# <center> <div style="width: 370px;"> ![numpy title](pictures/numpy_tytle.jpg)

# <center> File I/O

## File I/O and Numpy

**Exploring Data with NumPy and File I/O**

Now that we've harnessed the power of NumPy for array computation and manipulation, and we've become proficient in constructing record arrays, it's time to embark on some real-world data analysis adventures. In this segment, we'll dive into the world of file input/output (I/O) and learn how to seamlessly integrate external data into NumPy arrays, as well as save our processed results for further analysis.

In this exciting journey, you will gain valuable insights into the art of loading and importing diverse datasets. The right approach to data loading depends on the specific file `type` you're dealing with. Whether it's text files, SAS/Stata files, HDF5 files, or other formats, we'll equip you with the essential skills.

HDF (Hierarchical Data Format) stands out as one of the go-to choices for efficiently storing and organizing copious amounts of data, making it particularly indispensable when working with multidimensional, homogeneous arrays. To simplify your interaction with HDF5 files, we'll introduce you to Pandas' remarkable HDFStore class, designed to streamline your data manipulation efforts.

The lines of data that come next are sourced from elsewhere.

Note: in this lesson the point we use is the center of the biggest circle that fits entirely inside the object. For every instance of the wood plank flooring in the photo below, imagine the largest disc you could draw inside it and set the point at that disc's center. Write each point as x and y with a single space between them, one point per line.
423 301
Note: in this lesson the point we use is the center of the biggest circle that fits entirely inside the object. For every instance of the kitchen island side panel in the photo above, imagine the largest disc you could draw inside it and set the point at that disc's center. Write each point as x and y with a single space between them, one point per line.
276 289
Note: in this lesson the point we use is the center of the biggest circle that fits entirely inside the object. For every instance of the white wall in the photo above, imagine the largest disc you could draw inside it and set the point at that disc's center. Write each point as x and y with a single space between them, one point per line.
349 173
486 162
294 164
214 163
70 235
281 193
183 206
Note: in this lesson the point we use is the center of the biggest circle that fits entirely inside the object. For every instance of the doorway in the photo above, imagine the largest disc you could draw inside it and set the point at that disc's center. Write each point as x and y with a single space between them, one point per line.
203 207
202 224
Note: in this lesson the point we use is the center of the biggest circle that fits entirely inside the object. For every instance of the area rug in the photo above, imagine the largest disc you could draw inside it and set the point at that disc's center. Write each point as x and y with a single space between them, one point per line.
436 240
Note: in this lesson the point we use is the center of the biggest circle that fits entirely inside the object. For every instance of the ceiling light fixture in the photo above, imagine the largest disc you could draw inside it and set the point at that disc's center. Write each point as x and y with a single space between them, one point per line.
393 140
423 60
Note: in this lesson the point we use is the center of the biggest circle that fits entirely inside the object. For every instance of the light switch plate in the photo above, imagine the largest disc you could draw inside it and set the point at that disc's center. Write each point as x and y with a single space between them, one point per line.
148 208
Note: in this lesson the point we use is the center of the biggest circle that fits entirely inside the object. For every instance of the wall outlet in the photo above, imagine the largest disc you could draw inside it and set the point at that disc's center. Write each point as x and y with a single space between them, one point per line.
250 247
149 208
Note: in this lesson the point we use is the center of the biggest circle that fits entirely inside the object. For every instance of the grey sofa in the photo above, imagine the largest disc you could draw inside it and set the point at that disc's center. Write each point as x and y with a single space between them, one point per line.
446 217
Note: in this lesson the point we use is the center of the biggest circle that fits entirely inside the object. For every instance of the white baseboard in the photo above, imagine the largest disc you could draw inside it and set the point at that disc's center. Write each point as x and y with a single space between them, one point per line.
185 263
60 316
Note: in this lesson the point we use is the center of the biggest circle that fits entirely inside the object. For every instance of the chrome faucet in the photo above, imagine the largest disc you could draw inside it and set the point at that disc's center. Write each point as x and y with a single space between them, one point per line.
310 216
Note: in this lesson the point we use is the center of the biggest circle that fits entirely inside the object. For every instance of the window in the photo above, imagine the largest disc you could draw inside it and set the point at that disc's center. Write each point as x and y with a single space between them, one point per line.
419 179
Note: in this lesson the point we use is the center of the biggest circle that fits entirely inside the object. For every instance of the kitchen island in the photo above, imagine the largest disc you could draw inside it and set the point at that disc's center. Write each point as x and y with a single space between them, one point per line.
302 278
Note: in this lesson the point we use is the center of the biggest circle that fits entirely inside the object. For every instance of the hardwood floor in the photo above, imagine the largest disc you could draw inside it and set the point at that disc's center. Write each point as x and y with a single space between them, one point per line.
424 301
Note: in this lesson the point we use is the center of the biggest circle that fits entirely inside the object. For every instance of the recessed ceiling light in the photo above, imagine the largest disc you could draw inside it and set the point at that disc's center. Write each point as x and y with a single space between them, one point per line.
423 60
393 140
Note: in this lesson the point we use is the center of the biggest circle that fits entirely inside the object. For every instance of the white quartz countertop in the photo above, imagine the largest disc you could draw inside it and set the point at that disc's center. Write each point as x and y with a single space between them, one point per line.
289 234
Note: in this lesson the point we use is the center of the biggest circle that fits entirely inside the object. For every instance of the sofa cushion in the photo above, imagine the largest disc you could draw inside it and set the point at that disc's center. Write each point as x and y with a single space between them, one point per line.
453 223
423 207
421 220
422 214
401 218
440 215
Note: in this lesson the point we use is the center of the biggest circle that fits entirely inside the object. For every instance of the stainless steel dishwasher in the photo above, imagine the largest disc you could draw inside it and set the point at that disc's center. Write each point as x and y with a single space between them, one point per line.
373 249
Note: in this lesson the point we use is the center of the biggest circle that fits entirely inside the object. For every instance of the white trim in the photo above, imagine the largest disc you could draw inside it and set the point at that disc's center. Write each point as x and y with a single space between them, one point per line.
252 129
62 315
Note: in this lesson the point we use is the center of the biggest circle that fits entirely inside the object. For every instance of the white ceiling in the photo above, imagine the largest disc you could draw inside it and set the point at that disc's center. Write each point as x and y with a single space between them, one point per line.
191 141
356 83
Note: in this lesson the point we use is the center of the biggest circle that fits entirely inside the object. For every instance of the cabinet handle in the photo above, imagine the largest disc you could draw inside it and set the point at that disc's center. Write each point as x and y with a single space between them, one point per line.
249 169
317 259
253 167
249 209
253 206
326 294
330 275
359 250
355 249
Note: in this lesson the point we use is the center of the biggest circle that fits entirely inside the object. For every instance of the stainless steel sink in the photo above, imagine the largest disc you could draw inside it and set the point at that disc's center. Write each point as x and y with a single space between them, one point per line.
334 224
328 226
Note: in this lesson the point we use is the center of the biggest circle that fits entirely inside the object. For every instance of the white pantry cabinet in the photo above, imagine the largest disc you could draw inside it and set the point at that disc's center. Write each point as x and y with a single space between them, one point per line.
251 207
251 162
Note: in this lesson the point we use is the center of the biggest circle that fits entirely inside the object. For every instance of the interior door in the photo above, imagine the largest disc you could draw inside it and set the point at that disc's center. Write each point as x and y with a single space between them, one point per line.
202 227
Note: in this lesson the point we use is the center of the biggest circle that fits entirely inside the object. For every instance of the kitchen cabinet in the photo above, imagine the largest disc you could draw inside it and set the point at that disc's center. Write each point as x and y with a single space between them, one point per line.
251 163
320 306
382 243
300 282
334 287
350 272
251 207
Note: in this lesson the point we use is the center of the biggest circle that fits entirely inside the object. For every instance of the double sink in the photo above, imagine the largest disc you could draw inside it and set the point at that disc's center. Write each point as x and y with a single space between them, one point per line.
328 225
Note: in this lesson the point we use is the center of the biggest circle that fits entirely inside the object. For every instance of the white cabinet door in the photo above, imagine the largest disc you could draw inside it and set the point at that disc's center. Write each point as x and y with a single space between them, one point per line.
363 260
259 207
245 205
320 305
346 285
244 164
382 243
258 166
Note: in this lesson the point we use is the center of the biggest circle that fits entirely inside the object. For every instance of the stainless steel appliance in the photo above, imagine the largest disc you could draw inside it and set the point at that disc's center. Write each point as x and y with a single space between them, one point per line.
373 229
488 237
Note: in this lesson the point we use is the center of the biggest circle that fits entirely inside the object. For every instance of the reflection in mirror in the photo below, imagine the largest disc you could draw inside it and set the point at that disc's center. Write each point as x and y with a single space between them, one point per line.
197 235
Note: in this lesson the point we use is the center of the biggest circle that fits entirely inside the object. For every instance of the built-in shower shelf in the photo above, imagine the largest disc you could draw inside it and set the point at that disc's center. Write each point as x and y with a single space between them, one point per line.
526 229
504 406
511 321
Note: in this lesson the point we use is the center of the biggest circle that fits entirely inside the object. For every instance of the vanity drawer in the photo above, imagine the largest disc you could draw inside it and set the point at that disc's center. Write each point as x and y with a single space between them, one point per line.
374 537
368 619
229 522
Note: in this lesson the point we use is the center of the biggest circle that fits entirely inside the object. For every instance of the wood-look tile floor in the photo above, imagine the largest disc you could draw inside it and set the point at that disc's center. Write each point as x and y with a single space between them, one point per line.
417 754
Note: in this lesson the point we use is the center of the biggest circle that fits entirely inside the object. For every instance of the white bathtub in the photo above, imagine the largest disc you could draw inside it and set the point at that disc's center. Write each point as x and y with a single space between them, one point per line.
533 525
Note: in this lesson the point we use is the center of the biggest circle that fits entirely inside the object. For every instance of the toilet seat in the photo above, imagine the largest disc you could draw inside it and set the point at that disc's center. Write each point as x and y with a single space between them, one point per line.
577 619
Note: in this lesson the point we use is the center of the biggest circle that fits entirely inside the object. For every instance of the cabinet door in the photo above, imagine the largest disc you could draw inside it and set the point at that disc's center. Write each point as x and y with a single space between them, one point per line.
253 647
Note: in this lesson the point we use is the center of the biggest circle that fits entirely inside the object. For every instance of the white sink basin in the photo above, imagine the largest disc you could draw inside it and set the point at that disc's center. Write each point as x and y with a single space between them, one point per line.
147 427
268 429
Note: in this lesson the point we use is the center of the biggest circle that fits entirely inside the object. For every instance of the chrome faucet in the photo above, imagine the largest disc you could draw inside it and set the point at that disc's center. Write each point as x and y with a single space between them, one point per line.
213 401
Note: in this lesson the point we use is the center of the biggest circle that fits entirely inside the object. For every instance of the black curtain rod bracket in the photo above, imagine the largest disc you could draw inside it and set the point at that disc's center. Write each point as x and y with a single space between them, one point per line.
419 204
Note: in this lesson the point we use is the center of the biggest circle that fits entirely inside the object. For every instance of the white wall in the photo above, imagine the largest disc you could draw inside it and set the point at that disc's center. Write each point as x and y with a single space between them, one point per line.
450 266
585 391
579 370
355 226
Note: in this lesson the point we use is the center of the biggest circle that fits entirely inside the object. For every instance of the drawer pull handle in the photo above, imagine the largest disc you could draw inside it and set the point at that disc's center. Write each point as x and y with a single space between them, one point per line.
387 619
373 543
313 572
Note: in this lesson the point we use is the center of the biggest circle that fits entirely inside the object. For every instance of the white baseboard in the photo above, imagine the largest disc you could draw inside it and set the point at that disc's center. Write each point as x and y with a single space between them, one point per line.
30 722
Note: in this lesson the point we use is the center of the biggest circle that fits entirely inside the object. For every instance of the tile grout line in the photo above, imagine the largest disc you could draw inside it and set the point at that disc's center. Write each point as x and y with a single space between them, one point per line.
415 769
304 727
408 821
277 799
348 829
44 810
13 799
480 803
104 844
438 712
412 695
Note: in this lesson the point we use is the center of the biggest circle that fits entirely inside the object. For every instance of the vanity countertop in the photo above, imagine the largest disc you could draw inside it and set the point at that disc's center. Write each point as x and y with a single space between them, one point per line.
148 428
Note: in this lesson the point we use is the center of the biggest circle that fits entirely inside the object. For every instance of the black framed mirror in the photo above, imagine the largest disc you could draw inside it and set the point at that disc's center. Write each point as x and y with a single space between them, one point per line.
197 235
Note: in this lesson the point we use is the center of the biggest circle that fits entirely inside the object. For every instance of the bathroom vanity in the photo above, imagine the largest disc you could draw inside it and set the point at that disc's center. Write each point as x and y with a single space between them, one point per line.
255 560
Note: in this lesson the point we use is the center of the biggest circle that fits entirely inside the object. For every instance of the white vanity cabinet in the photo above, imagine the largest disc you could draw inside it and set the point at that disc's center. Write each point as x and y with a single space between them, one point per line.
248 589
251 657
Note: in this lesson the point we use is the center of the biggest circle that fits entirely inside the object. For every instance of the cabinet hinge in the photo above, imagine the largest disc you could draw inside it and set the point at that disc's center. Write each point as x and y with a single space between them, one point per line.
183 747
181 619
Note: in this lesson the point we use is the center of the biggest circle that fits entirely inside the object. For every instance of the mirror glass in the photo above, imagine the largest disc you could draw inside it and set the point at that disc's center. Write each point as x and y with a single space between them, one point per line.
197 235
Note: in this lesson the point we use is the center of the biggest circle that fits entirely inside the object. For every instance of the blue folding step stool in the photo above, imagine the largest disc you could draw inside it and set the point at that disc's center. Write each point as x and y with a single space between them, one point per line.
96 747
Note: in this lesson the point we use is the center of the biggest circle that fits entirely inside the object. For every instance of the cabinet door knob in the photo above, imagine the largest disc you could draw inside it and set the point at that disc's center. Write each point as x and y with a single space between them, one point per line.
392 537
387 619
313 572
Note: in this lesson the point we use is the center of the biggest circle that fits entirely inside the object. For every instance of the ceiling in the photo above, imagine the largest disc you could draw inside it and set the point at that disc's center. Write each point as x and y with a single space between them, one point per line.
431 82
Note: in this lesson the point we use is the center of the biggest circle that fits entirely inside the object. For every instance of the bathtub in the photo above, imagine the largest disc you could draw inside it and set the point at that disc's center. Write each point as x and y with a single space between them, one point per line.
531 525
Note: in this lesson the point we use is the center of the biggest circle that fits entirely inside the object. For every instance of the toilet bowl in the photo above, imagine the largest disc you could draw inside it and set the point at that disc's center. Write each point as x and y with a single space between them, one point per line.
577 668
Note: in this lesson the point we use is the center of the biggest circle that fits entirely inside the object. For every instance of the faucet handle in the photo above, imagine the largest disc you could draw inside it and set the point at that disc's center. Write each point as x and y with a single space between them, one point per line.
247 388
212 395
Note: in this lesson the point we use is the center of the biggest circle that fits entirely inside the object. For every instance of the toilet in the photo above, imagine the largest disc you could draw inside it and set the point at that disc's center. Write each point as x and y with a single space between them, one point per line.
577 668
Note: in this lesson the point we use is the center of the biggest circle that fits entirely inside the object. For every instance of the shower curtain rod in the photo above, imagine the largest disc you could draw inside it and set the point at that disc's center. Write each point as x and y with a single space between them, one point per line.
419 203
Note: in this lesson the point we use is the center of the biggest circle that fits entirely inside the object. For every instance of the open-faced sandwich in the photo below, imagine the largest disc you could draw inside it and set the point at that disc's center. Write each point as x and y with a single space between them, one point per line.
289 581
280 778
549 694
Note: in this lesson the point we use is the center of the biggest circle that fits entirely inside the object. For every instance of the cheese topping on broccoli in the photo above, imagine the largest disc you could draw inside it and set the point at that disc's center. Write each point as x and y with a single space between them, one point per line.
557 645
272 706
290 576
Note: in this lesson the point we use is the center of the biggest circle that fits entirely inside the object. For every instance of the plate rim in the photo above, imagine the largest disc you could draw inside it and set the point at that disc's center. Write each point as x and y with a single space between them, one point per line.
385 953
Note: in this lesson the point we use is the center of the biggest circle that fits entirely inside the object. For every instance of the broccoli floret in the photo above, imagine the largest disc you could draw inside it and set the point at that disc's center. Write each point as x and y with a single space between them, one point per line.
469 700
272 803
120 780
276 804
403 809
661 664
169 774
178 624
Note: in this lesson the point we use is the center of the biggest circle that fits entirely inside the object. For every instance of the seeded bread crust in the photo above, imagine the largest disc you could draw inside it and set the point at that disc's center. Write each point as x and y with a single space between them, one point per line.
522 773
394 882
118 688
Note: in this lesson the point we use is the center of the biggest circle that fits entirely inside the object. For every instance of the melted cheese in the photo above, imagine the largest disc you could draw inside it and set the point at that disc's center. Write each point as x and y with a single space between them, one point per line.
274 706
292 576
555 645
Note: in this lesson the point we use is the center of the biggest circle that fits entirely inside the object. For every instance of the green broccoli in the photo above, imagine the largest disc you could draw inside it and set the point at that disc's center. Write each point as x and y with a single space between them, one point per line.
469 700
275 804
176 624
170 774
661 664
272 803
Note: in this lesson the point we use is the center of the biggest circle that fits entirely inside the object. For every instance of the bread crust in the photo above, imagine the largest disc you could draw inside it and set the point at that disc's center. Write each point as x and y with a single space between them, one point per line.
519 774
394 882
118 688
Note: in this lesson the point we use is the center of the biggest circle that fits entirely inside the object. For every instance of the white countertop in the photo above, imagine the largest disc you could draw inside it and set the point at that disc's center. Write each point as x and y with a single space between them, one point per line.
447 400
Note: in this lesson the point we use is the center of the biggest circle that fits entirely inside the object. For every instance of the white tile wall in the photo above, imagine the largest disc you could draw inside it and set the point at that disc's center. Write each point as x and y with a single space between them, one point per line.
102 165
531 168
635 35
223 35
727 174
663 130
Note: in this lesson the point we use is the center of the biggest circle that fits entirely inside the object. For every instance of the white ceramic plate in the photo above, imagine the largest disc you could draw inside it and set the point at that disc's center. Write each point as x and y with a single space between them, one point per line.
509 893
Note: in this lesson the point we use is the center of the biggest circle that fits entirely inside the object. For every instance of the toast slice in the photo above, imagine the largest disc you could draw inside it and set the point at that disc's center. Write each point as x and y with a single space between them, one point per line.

As you delve deeper into the realm of data science projects, you'll encounter an array of file formats. Fear not, for we shall unravel the mysteries of the most commonly used ones, such as ***NumPy binary files, plain text files*** (`.txt`), and the ubiquitous ***Comma Separated Values*** (`.csv`) files. Armed with this knowledge, you'll be well-prepared to tackle a wide range of data analysis challenges.

## Text and CSV Files

We should talk about reading the file first and then exporting the file. But now, we are going to reverse the process, and create a record array first and then output the array to a CSV file. We read the exported CSV file into the NumPy record arrays and compared it with our original record array. The sample array we're going to create will contain an `id` field with consecutive integers, a `value` field containing random floats, and a `date` field juat number of day in the year. This exercise will use all the knowledge you gained from the previous sections and chapters. Let's start creating the record array:

In [1]:
import numpy as np

In [2]:
id_ = np.arange(1000)

In [3]:
value = np.random.random(1000)

In [4]:
day = np.random.randint(0, 366, 1000)

In [5]:
record_array = np.core.records.fromarrays(
    [id_, value, day],
    names='id, value, day',
    formats='i4, f4, i4'
)

In [6]:
record_array[:10]

rec.array([(0, 0.5390407 ,  25), (1, 0.3517334 ,  42),
           (2, 0.47612056, 289), (3, 0.15126763,  85),
           (4, 0.9585677 , 245), (5, 0.47141927, 307),
           (6, 0.7562439 , 303), (7, 0.44614092, 360),
           (8, 0.2888388 ,   1), (9, 0.5640747 , 360)],
          dtype=[('id', '<i4'), ('value', '<f4'), ('day', '<i4')])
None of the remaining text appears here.